FreeRTOS / FreeRTOS-Kernel

FreeRTOS kernel files only, submoduled into https://github.com/FreeRTOS/FreeRTOS and various other repos.
https://www.FreeRTOS.org
MIT License
2.52k stars 1.05k forks source link

[BUG] - TCBs and dynamic stacks leaked when scheduler is stopped #956

Closed cmorganBE closed 5 months ago

cmorganBE commented 6 months ago

When the scheduler is stopped, TCBs and dynamic stacks of running threads are not being freed. While ports, such as the posix port, clean up their resources, it appears as if the kernel itself is not freeing these resources when the scheduler is stopped.

TCBs are leaked from here, tasks.c: 1670

                /* Allocate space for the TCB. */
                /* MISRA Ref 11.5.1 [Malloc memory assignment] */
                /* More details at: https://github.com/FreeRTOS/FreeRTOS-Kernel/blob/main/MISRA.md#rule-115 */
                /* coverity[misra_c_2012_rule_11_5_violation] */
                pxNewTCB = ( TCB_t * ) pvPortMalloc( sizeof( TCB_t ) );  <----------------------------

Stacks are leaked from here, tasks.c:1662

            /* MISRA Ref 11.5.1 [Malloc memory assignment] */
            /* More details at: https://github.com/FreeRTOS/FreeRTOS-Kernel/blob/main/MISRA.md#rule-115 */
            /* coverity[misra_c_2012_rule_11_5_violation] */
            pxStack = pvPortMallocStack( ( ( ( size_t ) usStackDepth ) * sizeof( StackType_t ) ) );

            if( pxStack != NULL )
            {

@chinglee-iot with the merge of the posix changes I'm making use of them here for some tests. I'm not sure how it was missed before but it looks like we may have missed leaking task TCBs and dynamic task stacks.
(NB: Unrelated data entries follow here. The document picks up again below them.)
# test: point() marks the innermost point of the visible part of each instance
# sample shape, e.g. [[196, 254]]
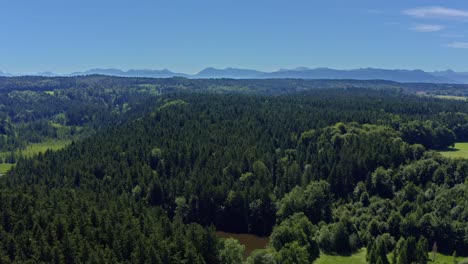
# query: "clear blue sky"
[[64, 36]]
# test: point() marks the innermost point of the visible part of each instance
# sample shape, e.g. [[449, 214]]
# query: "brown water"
[[251, 242]]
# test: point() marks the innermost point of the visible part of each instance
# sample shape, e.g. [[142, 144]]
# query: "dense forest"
[[157, 165]]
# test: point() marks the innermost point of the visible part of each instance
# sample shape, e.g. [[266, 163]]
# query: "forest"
[[155, 166]]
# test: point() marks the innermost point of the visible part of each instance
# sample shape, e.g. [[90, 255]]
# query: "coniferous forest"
[[155, 166]]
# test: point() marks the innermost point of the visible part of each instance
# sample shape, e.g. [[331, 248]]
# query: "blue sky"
[[65, 36]]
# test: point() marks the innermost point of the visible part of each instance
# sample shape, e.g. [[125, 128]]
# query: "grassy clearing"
[[451, 97], [359, 257], [460, 150], [37, 148], [4, 167]]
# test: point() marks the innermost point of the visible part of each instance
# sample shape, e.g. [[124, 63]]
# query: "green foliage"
[[295, 234], [334, 169], [232, 252]]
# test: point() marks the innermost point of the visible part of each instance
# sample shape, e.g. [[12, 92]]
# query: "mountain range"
[[447, 76]]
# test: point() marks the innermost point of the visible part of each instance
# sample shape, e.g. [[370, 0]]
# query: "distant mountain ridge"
[[396, 75]]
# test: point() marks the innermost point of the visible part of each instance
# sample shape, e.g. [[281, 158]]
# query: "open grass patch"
[[460, 150], [451, 97], [358, 257], [4, 167]]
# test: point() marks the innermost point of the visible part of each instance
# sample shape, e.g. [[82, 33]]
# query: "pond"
[[251, 242]]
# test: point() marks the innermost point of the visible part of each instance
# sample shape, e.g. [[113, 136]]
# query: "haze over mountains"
[[447, 76]]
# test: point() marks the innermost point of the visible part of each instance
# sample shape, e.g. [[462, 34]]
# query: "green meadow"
[[360, 257], [451, 97], [31, 150], [460, 150]]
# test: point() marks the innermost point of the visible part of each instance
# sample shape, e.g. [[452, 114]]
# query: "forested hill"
[[326, 171]]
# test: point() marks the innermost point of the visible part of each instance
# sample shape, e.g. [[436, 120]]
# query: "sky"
[[64, 36]]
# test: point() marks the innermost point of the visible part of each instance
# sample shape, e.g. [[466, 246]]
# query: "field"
[[32, 150], [459, 151], [360, 257], [451, 97], [4, 167]]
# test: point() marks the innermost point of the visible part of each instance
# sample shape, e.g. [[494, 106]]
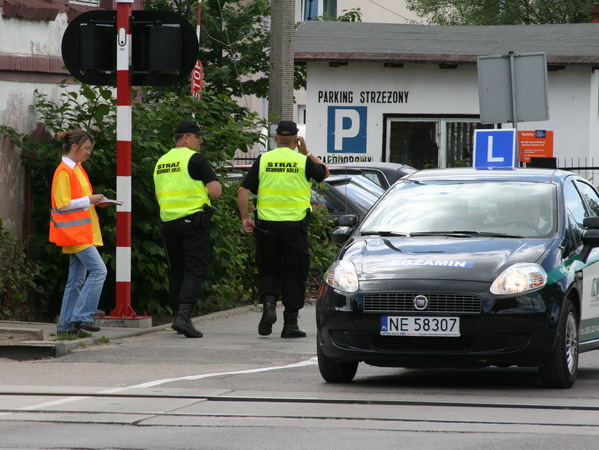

A task's tcb appears to be freed in prvDeleteTCB() but its unclear how the posix port changes of cancelling and deleting threads accomplish this.

Should vTaskStartScheduler() delete the TCBs and dynamic stacks for any running threads before returning? It feels like the port shouldn't really be doing this since TCBs/dynamic stacks are created and managed by FreeRTOS kernel proper.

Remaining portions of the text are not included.